57 per cent of people in the South East of England have bought items from charity shops in the past 12 months, with one in five people in the region shopping in charity shops more frequently than two years ago.
Independent consultants JRA Research found the recession playing a part in this, as nearly a million more people from hard-pressed middle class groups in the UK are shopping in charity shops since June last year.
But although price and affordability were important factors in reaching new customers, it was also found that people valued the good quality and range of items on offer in charity shops.
The research also showed mothers of young children depending on charity shops for basic necessities; such as children’s clothing and toys. Three quarters (73 per cent) of mothers who had shopped in charity shops in the past 12 months had bought items for their children, and 55 per cent bought children’s clothes. Half of those surveyed who were affected by child benefit cuts are shopping in charity shops more frequently than two years ago.
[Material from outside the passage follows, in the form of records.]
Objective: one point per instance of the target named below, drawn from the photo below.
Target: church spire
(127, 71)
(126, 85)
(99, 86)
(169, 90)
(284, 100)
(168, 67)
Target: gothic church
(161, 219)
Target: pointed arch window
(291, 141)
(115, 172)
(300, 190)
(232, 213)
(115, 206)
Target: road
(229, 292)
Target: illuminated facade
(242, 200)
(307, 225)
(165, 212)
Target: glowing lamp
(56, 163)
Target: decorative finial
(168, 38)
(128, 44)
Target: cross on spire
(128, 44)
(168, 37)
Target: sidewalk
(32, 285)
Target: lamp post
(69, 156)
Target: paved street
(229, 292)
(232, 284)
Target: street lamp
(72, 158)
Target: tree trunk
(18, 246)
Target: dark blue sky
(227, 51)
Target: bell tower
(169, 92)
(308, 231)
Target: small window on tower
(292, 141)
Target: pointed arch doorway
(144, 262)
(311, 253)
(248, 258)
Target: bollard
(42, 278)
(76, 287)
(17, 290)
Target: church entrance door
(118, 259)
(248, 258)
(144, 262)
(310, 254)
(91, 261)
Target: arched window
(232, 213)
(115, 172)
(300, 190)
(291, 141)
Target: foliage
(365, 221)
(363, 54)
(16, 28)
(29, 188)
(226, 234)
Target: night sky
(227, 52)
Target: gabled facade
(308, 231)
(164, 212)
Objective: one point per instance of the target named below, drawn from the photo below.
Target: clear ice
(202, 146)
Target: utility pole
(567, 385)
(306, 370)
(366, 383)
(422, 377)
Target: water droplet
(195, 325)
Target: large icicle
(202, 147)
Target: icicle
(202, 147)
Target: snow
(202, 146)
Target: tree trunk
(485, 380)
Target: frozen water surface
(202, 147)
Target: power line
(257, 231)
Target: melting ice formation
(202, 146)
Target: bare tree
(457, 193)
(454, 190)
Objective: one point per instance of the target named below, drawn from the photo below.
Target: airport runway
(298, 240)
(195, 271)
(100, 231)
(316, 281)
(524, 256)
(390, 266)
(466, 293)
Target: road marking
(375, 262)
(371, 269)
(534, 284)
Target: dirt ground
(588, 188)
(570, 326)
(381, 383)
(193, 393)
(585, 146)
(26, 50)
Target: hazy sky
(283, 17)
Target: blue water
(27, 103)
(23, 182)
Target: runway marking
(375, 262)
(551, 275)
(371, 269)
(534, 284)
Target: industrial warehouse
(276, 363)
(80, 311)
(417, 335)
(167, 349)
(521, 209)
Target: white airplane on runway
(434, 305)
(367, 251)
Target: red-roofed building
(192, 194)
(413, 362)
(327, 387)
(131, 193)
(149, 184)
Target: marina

But while charity shops are becoming more and more popular on the high street, they are struggling to get the donations they need through the door. One in six people admit they have started selling their unwanted clothes to make money instead of donating them, with nearly a third of mothers (31 per cent) saying this. 15 per cent of people who didn’t donate said it was because they can’t afford to buy new clothing so are keeping things for longer.
But the Charity Retail Association says there are still millions of people with unwanted clothing and goods just sitting at home that could be of huge help to them.
And the survey backs this up with three quarter of people saying they have clothing in their wardrobe they no longer use, while the top three reasons people don’t donate is because they haven’t got round to it, haven’t had time or simply haven’t thought about it.
Women were more likely to be holding out to see if clothing would fit them again in the future, with 10 per cent of women hoping their clothing would be re-usable, compared with only five per cent of men.
The Charity Retail Association is now calling on the public to make a donation of unused items to their local charity shop to help, and to pledge to continue donating this coming year. Members of the Association, including Oxfam, Cancer Research UK, British Heart Foundation, British Red Cross and Barnardo’s are joining forces to support the campaign, along with hundreds of local hospices and smaller charities.
Chief executive Warren Alexande said: ‘Charity shops are a uniquely British institution and our new research shows the scale of the national love affair with them, but they can’t survive without donations from the public.
“The unused and unwanted items in people’s homes are worth millions of pounds to charities, and we hope this campaign will act as a reminder to people in the South East that making a donation of unused clothing or goods to their local charity shop is a great way to help charity when you don’t have cash to give.”